Now, Goldstone asserts, “We know a lot more today about what happened in the Gaza war of 2008-09 than we did when I chaired the fact-finding commission.” Poppycock! ….
He now argues, perhaps out of guilt or perhaps he decided his critics were correct, that “the purpose of the Goldstone Report was never to prove a foregone conclusion against Israel,” and that the original mandate of the UN Human Rights Council “was skewed against Israel.”
No foregone conclusion? Of the three other panelists besides Goldstone, one had already accused Israel of war crimes before the investigation and (verdict first, trial later), and another is so wildly anti-Israel that he holds an acknowledged grudge against Israel for purportedly murdering Irish U.N. peacekeepers (an event that never happened), and who also disclaimed his willingness to give any credence to photographic evidence of Hamas crimes presented by Israel. Goldstone himself was serving at the time as a board member of Human Rights Watch, which has hardly shown itself to be a neutral observer of the Israeli-Palestinian conflict. And indeed, NGO Monitor has shown that big chunks of the Report’s accusations were lifted from unsubstantiated HRW material.
Goldstone apparently is starting to regret his role in the whole fiasco, and it’s certainly amusing to read various anti-Israel blogs that formerly lauded Goldstone as a hero for speaking truth to power now worrying about the “damage” he is doing to their cause.

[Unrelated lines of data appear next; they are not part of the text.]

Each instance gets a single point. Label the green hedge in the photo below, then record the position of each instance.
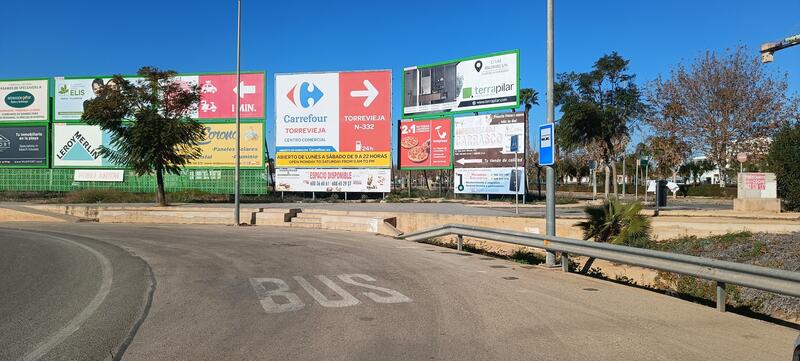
(215, 181)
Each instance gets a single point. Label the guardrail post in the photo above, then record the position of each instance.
(721, 296)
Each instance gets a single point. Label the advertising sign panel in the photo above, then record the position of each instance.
(426, 144)
(219, 146)
(484, 141)
(23, 146)
(337, 119)
(465, 85)
(24, 99)
(332, 180)
(99, 175)
(218, 95)
(489, 180)
(78, 146)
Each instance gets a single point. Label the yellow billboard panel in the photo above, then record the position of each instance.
(334, 159)
(219, 146)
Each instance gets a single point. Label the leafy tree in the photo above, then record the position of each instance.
(598, 109)
(721, 105)
(529, 97)
(616, 223)
(161, 136)
(784, 161)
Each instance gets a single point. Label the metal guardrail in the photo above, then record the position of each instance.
(722, 272)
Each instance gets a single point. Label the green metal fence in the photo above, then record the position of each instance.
(217, 181)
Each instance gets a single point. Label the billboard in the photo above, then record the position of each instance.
(426, 144)
(465, 85)
(218, 95)
(336, 119)
(24, 99)
(78, 146)
(218, 149)
(489, 180)
(332, 180)
(483, 141)
(23, 146)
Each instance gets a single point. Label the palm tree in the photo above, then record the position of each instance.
(616, 223)
(528, 97)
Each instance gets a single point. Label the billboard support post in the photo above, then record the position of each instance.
(550, 176)
(238, 111)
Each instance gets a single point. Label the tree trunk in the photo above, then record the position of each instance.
(614, 181)
(161, 197)
(675, 180)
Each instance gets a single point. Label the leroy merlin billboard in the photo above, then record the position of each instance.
(24, 99)
(78, 146)
(471, 84)
(218, 95)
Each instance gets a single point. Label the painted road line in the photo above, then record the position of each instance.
(276, 296)
(75, 324)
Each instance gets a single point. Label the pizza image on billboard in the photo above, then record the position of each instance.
(426, 144)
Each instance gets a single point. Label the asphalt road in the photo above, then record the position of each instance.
(261, 293)
(67, 297)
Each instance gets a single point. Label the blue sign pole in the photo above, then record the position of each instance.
(547, 138)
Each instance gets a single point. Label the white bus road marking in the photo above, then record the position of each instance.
(276, 296)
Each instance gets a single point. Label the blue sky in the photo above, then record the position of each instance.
(90, 37)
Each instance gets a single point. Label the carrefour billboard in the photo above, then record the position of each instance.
(471, 84)
(336, 119)
(24, 99)
(218, 95)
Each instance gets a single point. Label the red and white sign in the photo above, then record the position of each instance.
(426, 144)
(218, 93)
(365, 111)
(338, 112)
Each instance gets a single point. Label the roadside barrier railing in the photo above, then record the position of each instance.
(722, 272)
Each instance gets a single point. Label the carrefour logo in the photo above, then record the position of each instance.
(304, 95)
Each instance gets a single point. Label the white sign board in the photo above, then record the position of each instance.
(24, 99)
(78, 145)
(489, 180)
(332, 180)
(99, 175)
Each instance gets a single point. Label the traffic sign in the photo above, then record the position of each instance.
(547, 137)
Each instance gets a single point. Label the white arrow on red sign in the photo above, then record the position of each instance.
(370, 93)
(246, 89)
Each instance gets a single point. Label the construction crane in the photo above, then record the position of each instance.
(769, 49)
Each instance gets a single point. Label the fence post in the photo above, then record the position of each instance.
(721, 296)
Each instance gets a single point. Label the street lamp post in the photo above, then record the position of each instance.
(238, 111)
(550, 174)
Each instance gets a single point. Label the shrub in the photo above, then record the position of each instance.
(784, 161)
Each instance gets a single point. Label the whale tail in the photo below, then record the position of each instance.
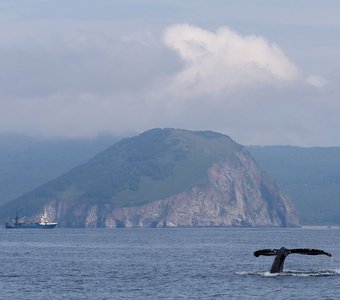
(281, 254)
(306, 251)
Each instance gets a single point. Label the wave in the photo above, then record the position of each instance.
(294, 273)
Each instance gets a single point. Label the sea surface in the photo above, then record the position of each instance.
(165, 264)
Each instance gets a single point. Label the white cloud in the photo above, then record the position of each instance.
(224, 60)
(316, 81)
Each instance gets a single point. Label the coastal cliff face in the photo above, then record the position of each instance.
(162, 178)
(237, 193)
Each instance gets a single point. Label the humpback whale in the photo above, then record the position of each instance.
(281, 254)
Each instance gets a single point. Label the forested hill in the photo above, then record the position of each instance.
(310, 176)
(28, 162)
(162, 177)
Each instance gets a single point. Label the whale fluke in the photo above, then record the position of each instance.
(281, 254)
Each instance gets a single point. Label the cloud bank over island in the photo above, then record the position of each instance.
(216, 61)
(67, 75)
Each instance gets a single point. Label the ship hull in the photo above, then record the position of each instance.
(31, 226)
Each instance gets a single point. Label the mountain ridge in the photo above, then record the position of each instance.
(159, 165)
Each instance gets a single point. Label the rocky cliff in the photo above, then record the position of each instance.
(225, 188)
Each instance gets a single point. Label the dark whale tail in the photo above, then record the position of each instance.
(281, 254)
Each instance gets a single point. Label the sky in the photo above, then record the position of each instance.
(264, 72)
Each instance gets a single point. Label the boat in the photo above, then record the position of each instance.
(19, 223)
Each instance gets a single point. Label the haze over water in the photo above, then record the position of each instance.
(165, 264)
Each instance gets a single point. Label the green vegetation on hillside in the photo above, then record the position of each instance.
(310, 176)
(154, 165)
(26, 162)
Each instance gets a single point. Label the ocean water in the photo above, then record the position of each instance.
(165, 264)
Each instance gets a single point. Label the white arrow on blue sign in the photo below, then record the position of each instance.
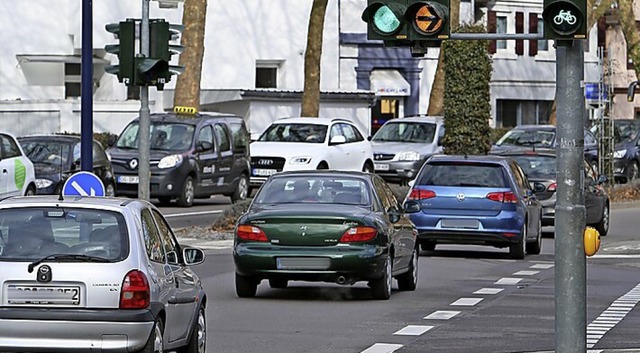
(83, 184)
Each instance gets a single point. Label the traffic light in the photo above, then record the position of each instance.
(565, 19)
(155, 70)
(125, 31)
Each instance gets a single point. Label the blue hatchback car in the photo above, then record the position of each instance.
(481, 200)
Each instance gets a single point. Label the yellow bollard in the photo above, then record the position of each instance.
(591, 241)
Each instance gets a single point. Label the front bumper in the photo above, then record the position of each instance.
(78, 330)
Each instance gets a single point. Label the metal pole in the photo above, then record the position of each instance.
(145, 120)
(570, 260)
(86, 105)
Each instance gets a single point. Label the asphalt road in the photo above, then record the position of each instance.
(469, 299)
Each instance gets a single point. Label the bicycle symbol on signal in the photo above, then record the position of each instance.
(564, 16)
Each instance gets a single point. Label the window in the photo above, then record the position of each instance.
(543, 44)
(501, 28)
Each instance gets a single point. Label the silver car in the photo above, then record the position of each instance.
(96, 274)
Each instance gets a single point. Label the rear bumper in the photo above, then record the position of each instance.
(53, 330)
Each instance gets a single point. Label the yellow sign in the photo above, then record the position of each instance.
(427, 20)
(185, 110)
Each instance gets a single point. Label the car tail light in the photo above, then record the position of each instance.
(251, 233)
(135, 291)
(421, 194)
(358, 234)
(504, 197)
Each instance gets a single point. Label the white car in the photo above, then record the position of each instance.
(308, 144)
(17, 176)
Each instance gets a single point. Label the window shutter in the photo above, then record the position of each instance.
(533, 28)
(519, 30)
(491, 28)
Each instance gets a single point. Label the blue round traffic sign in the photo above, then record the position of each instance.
(83, 184)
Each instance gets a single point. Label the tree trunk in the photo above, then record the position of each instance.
(312, 57)
(436, 98)
(187, 92)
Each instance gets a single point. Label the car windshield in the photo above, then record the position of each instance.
(47, 152)
(527, 138)
(308, 133)
(464, 174)
(537, 166)
(31, 234)
(406, 132)
(315, 189)
(163, 136)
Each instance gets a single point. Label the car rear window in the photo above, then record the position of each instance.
(315, 189)
(537, 167)
(464, 174)
(33, 233)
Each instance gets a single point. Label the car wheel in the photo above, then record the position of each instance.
(242, 191)
(188, 192)
(246, 286)
(517, 250)
(109, 190)
(381, 288)
(155, 343)
(198, 340)
(409, 280)
(534, 247)
(603, 226)
(278, 283)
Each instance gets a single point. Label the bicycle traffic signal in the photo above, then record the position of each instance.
(565, 19)
(125, 32)
(407, 22)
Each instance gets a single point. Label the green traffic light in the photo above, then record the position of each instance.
(385, 20)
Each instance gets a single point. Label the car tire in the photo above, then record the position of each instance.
(517, 250)
(155, 343)
(409, 281)
(603, 226)
(188, 193)
(381, 288)
(242, 190)
(534, 247)
(278, 283)
(246, 286)
(198, 340)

The key lines in his op-ed: while “the crimes allegedly committed by Hamas were intentional,” “civilians were not intentionally targeted [by Israel] as a matter of policy.”
But Goldstone agreed to lead a kangaroo court appointed by the U.N. Human Rights Council, which includes such human rights stalwarts as China, Cuba, Egypt, and Saudi Arabia. Penance is always welcome, but Goldstone will go down in history as the head kangaroo.
UPDATE: David Schraub comments:
My line on Goldstone had always been that the problems in his report were structural, not the result of a malignant heart. It was Goldstone’s determination to play a straight hand in a marked deck that was his undoing. Judge Goldstone was trying his level best, but there was no way to have a full and fair investigation — no matter how diligent one is at crossing t’s and dotting i’s — when the propagating party is the UNHRC and the investigation occurs within a context (the international legal community) that is shot through with bias and prejudice. There seems to be some belated realization by Judge Goldstone that this is true, but I fear it is for naught. Like his original report, his mea culpa is too legalistic to have much of an impact — it is, shall we say, unlikely that the UN will accede to PM Netanyahu’s demand that the original report be retracted in the wake of Judge Goldstone’s recantation. We are, and always were, in the realm of politics, not law. Judge Goldstone tried as hard as he could to imagine that was not so, but there is no way to extract oneself in cases such as this. His colleagues in the system understood the game, and he got rolled.
I think, additionally, that Goldstone took Israel’s refusal to participate in this “game” as a personal affront, rather than causing him, as he should have, to question the whole enterprise.